Champ foresees three potential possibilities for the new chair, someone from capitol hill, a person with a prosecutorial background or someone from an advocacy group or think tank. If the next chair comes from capitol hill, that could signal prioritizing unfinished business from the Dodd-Frank Act. A prosecutorial background would indicate a focus on enforcement. A chair from the world of think tanks and advocacy would mean that new rulemakings would be a focus.

The most likely acting SEC chair will be Allison Herren Lee, who currently serves as commissioner. She is one of several candidates for the permanent post and is being discussed as less likely than the two favorites: former U.S. Attorney for the Southern District of New York Preet Bharara and former Commodity Futures Trading Commission chief Gary Gensler. Bharara would bring a prosecutorial background and approach while Gensler brings a focus and expertise in rulemaking. 

Biden is expected to look at a progressive candidate to head up the Labor Department, with Michigan Representative Andy Levin and California Labor Secretary Julie Su among the frontrunners. Levin may face complications being from a toss-up district with a special election potentially reducing the Democrats’ slim margin in the House. Other names in the mix include former Obama Labor Secretary Tom Perez and AFL-CIO Chief Economist Bill Spriggs It has also been reported that Vermont Senator Bernie Sanders has expressed interest in the position.
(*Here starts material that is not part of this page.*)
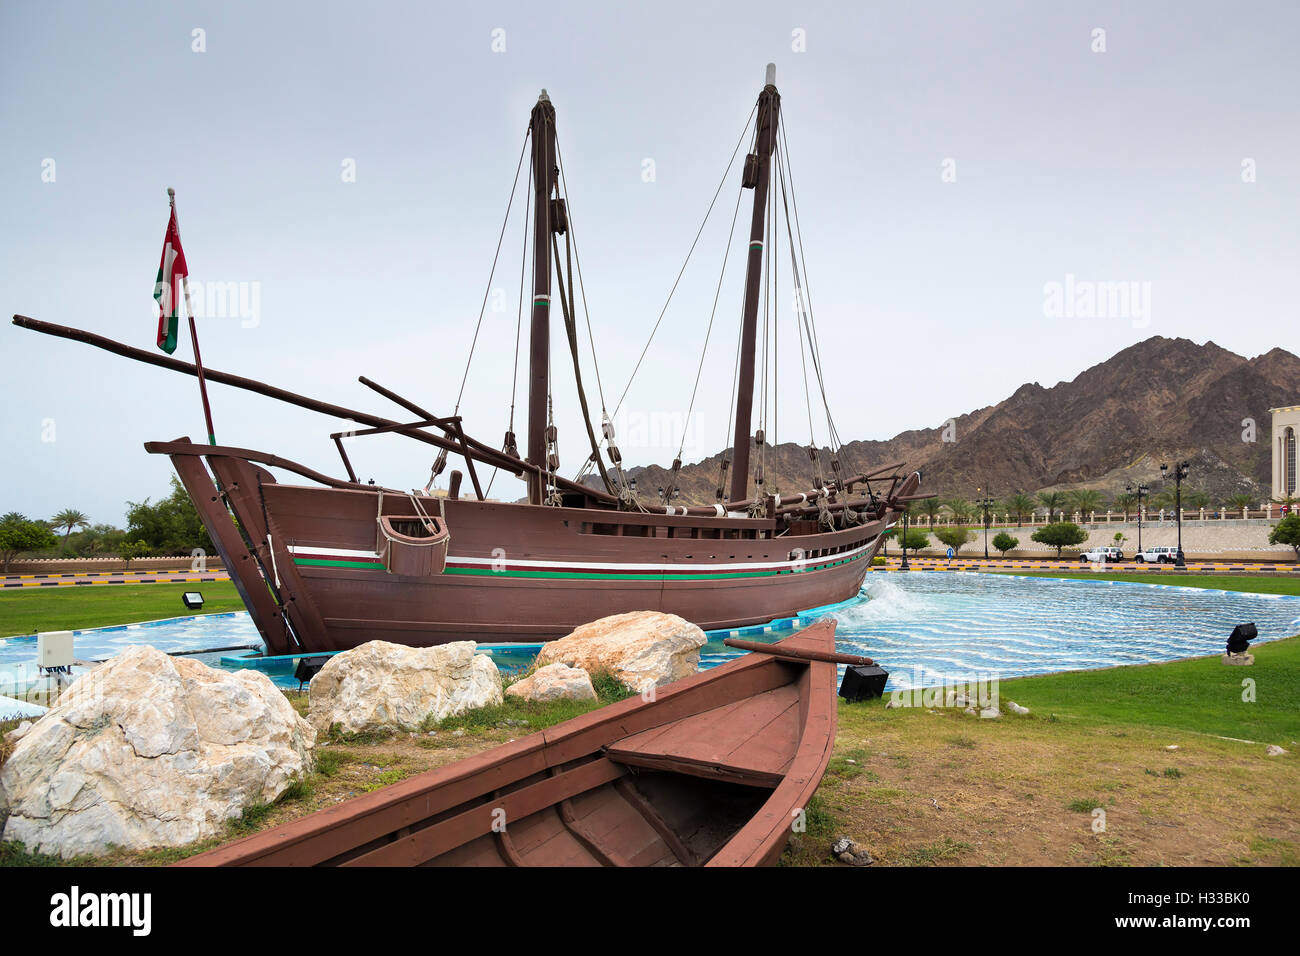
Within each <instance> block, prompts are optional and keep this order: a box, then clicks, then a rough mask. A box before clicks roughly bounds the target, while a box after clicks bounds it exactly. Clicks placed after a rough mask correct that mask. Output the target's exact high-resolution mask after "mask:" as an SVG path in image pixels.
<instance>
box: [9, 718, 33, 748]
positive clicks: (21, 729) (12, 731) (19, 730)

“The big question is whether the scope of an investment advisor's fiduciary duty comes back under consideration by the SEC,” Champ says, “In the last Democratic administration, the Department of Labor paid a lot of attention to fiduciary duty and that's an area that you could see renewed attention from the administration.”
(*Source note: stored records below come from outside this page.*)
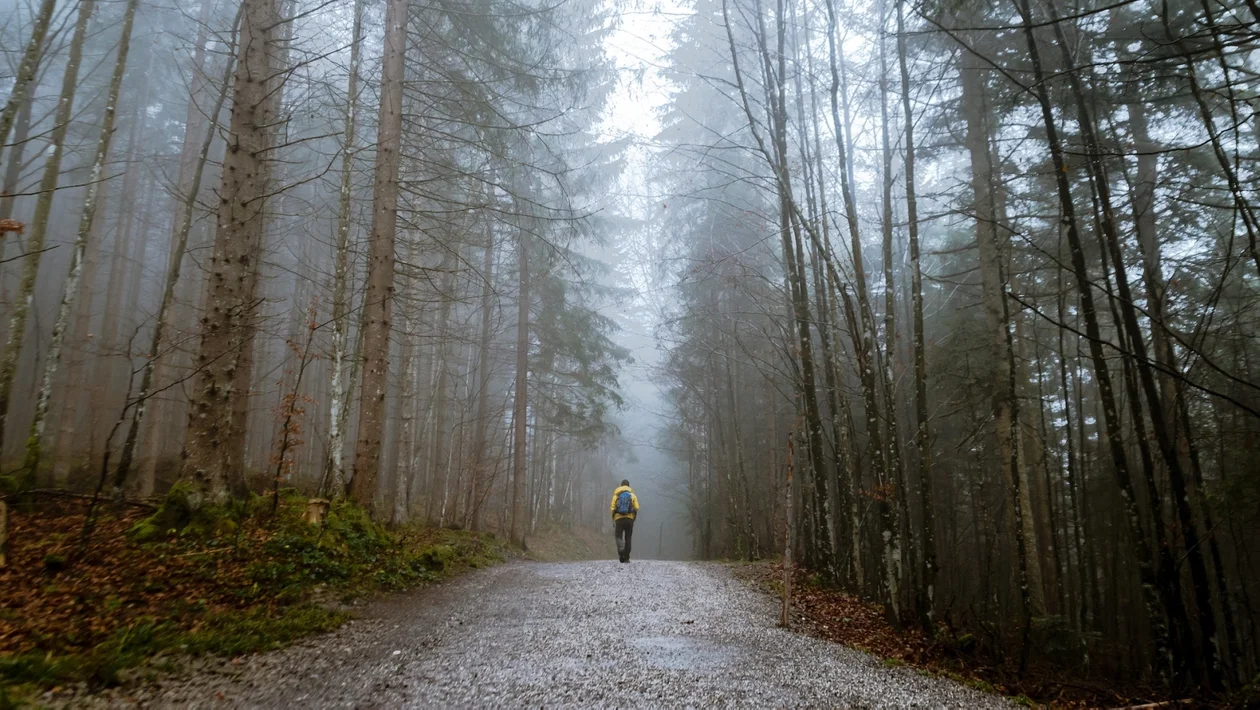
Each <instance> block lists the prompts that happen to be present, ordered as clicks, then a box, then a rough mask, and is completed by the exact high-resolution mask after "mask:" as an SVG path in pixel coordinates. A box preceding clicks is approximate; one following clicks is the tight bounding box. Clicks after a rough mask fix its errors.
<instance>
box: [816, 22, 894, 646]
mask: <svg viewBox="0 0 1260 710" xmlns="http://www.w3.org/2000/svg"><path fill="white" fill-rule="evenodd" d="M827 18H828V33H827V44H828V57H829V64H830V72H832V91H830V93H832V122H833V124H834V126H835V148H837V153H838V156H839V161H840V194H842V197H843V199H844V214H845V217H847V222H848V231H849V250H850V252H852V257H853V286H854V289H856V290H857V296H858V305H857V309H853V306H852V304H850V303H848V301H849V295H848V290H847V289H843V290H842V294H843V296H844V300H845V311H847V317H848V320H849V330H850V333H852V337H853V349H854V354H856V359H857V368H858V378H859V380H861V382H862V397H863V400H864V405H866V425H867V440H868V449H869V450H871V451H873V454H872V457H871V463H872V467H873V469H874V474H876V480H877V484H878V487H879V489H881V496H879V521H881V527H882V530H881V536H882V538H883V546H885V552H883V555H882V559H883V564H882V573H881V575H879V576H881V585H882V586H883V591H882V595H883V597H885V599H883V604H885V613H886V615H888V617H890V619H891V620H893V622H895V623H898V624H900V623H901V617H902V610H901V609H900V607H898V602H900V597H901V591H900V584H901V579H900V569H898V567H900V561H901V554H900V551H898V550H900V545H898V541H897V538H898V531H900V525H898V523H897V521H896V517H895V515H893V511H892V504H891V503H890V502H888V499H887V493H888V492H890V489H891V488H892V482H891V480H890V470H888V465H887V464H888V459H887V451H886V450H885V444H883V435H882V434H881V429H882V424H881V421H879V404H878V401H879V396H878V390H877V387H876V382H877V375H876V367H877V364H876V359H877V356H876V352H874V314H873V313H872V311H871V299H869V296H868V293H867V281H866V265H864V261H863V257H862V238H861V232H859V230H858V213H857V207H856V204H854V203H856V201H854V197H853V185H852V183H853V179H852V173H850V160H852V158H850V155H849V150H848V145H847V141H845V140H844V136H845V134H847V126H848V119H847V116H848V98H847V97H842V92H840V73H842V64H840V48H839V38H838V37H837V34H838V32H839V21H838V19H837V14H835V0H827ZM842 103H843V111H844V115H845V117H844V120H842V117H840V113H842ZM854 310H856V311H857V313H853V311H854Z"/></svg>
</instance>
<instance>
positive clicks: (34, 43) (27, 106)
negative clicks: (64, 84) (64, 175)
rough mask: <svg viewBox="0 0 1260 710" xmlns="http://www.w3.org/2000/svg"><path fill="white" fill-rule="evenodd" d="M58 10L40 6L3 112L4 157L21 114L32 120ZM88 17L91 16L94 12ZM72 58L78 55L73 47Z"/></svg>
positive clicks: (0, 134) (0, 144) (1, 236)
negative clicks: (53, 11)
mask: <svg viewBox="0 0 1260 710" xmlns="http://www.w3.org/2000/svg"><path fill="white" fill-rule="evenodd" d="M55 8H57V0H42V1H40V3H39V11H37V13H35V18H34V23H33V24H31V26H30V38H29V39H28V40H26V49H24V50H23V53H21V62H20V63H19V64H18V74H16V76H15V77H14V81H13V88H10V90H9V100H8V101H5V105H4V111H0V156H3V155H4V145H5V144H8V143H9V131H10V130H13V124H14V121H15V120H16V119H18V112H19V111H28V116H29V111H30V90H31V88H33V87H34V86H35V81H37V77H38V74H39V61H40V58H42V57H43V52H44V38H47V37H48V25H49V24H52V21H53V10H54V9H55ZM79 11H81V13H82V6H81V8H79ZM88 13H89V14H91V9H89V10H88ZM79 54H81V55H82V45H81V47H79ZM71 55H72V57H73V55H74V54H73V45H72V52H71ZM67 69H69V67H67ZM28 120H29V119H28ZM57 125H62V124H57ZM15 143H18V141H15ZM19 145H20V143H19ZM15 149H16V150H18V151H19V155H20V151H21V149H20V148H18V146H15ZM10 164H11V159H10ZM3 238H4V233H0V240H3ZM3 245H4V242H0V246H3Z"/></svg>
The CFPB should be among the venues where the stark differences between the 45th and 46th presidents are evident. The decade-old agency was created as the brainchild of Senator Elizabeth Warren in the aftermath of the great recession when Biden was last in the White House as vice president. Created as part of Dodd-Frank it was dormant under the deregulatory four years of Trump and now is set to reemerge in a new landscape.

“It's a pretty safe bet that CFPB will be more active under a Biden administration,” Champ says. 

In the four years since Democrats controlled the executive branch, the structure of the CFPB has shifted after the Supreme Court ruled the structure unconstitutional when Trump wanted to fire the head of the agency. This allowed Trump to undermine the agency but now will allow the Biden administration to wrestle control back easily.

“Everything I've been seeing and reading about both [President-elect] Biden and [Vice President-elect] Harris says that their goals and objectives are to help the working person and inventors save and get control of their finances,” McGrew says. “So with any department within the government that has a direct impact on consumers and investors we could see increased activity.”